Mas a Capricho era diferente. Ah, a Capricho era a única que me compreendia porque era a única que concordava comigo: celulites são uma praga, você tem toda razão de fazer tudo que estiver ao seu alcance para combatê-las, aliás, é isso mesmo que você tem que fazer: lutar, lutar, lutar. Celulites são uma aberração, uma coisa que abala a sua auto-estima, uma coisa que te faz ter vergonha do seu corpo; você tem toda razão de não querer tirar a canga na praia. O que eu não percebia naquele momento é que, na verdade, não era a revista a que concordava comigo.
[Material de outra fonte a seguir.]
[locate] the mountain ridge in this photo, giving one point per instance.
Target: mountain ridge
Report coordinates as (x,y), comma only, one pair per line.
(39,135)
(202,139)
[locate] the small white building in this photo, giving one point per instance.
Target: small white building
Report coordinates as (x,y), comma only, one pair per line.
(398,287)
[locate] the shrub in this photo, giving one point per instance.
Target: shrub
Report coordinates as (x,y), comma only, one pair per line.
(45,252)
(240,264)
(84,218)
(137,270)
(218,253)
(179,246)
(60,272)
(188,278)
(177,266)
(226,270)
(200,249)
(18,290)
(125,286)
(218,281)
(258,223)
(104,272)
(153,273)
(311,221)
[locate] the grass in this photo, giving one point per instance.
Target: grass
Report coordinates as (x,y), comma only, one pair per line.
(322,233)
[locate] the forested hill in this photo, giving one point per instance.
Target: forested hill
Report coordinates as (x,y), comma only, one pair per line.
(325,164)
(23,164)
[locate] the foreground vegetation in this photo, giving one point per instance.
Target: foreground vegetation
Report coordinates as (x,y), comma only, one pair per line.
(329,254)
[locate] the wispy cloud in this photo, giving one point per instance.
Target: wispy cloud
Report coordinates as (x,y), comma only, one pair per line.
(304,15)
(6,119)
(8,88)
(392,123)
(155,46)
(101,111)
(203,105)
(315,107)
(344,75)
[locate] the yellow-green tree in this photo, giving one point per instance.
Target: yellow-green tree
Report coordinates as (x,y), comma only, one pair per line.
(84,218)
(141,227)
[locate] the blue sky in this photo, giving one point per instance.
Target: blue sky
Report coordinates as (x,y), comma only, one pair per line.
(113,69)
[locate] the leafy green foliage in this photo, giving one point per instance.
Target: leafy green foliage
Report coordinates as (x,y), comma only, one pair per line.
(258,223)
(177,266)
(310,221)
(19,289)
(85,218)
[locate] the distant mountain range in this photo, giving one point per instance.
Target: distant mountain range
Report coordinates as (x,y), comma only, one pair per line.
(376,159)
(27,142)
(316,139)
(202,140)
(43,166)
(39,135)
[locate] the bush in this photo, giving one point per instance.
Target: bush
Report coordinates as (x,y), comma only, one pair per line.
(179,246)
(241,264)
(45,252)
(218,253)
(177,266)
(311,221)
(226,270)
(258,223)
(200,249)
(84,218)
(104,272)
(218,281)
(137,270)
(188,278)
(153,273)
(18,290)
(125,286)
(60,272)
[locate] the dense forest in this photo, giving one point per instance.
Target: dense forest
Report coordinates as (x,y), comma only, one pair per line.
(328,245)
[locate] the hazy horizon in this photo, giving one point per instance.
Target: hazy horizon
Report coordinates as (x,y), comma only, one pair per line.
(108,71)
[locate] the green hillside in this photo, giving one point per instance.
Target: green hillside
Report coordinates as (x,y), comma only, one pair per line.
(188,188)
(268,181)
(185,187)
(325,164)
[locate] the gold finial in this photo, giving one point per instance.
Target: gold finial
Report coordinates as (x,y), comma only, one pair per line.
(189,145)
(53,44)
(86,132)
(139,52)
Eu é que estava concordando com tudo aquilo que a revista me dizia.

Um pequeno adendo: embora pareça que eu estou contando a história de uma forma excessivamente dramática, saibam que, naquela época, eu vivi isso como um verdadeiro drama mesmo. Qualquer coisinha, por muito tola que possa parecer, pode ser sentida como um apocalipse por um adolescente. E é justamente por isso que eu voltarei a falar da Capricho – por ser a revista dirigida a adolescentes que melhor conheço – no seguinte post. Por muita estrutura familiar e acesso à boa educação que se tenha, cabeça de adolescente é uma coisa complicada delicada. E eu tenho muitas críticas a fazer à Capricho.
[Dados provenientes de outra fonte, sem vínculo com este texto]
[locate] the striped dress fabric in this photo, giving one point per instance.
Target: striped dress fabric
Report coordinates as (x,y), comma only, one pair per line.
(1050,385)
Voltando… como o meu pequeno drama acabou? Bem, uma das táticas que usei loucamente para combater as minhas celulites foi a retomada do hábito de andar de patins. Hábito que refrescou a minha mente e me trouxe a sensação de liberdade. Porque eu troquei a obsessão com as celulites pela obsessão por andar de patins. Em outras palavras, troquei a capricho pelo meu primeiro rollerblade. Muito menos afetada e menos paranóica, passei a aceitar as minhas celulites, as minhas estrias e o meu corpo. Aceitação que dura até hoje, quando obviamente tenho o triplo de celulites que naquela época, néam, amigos?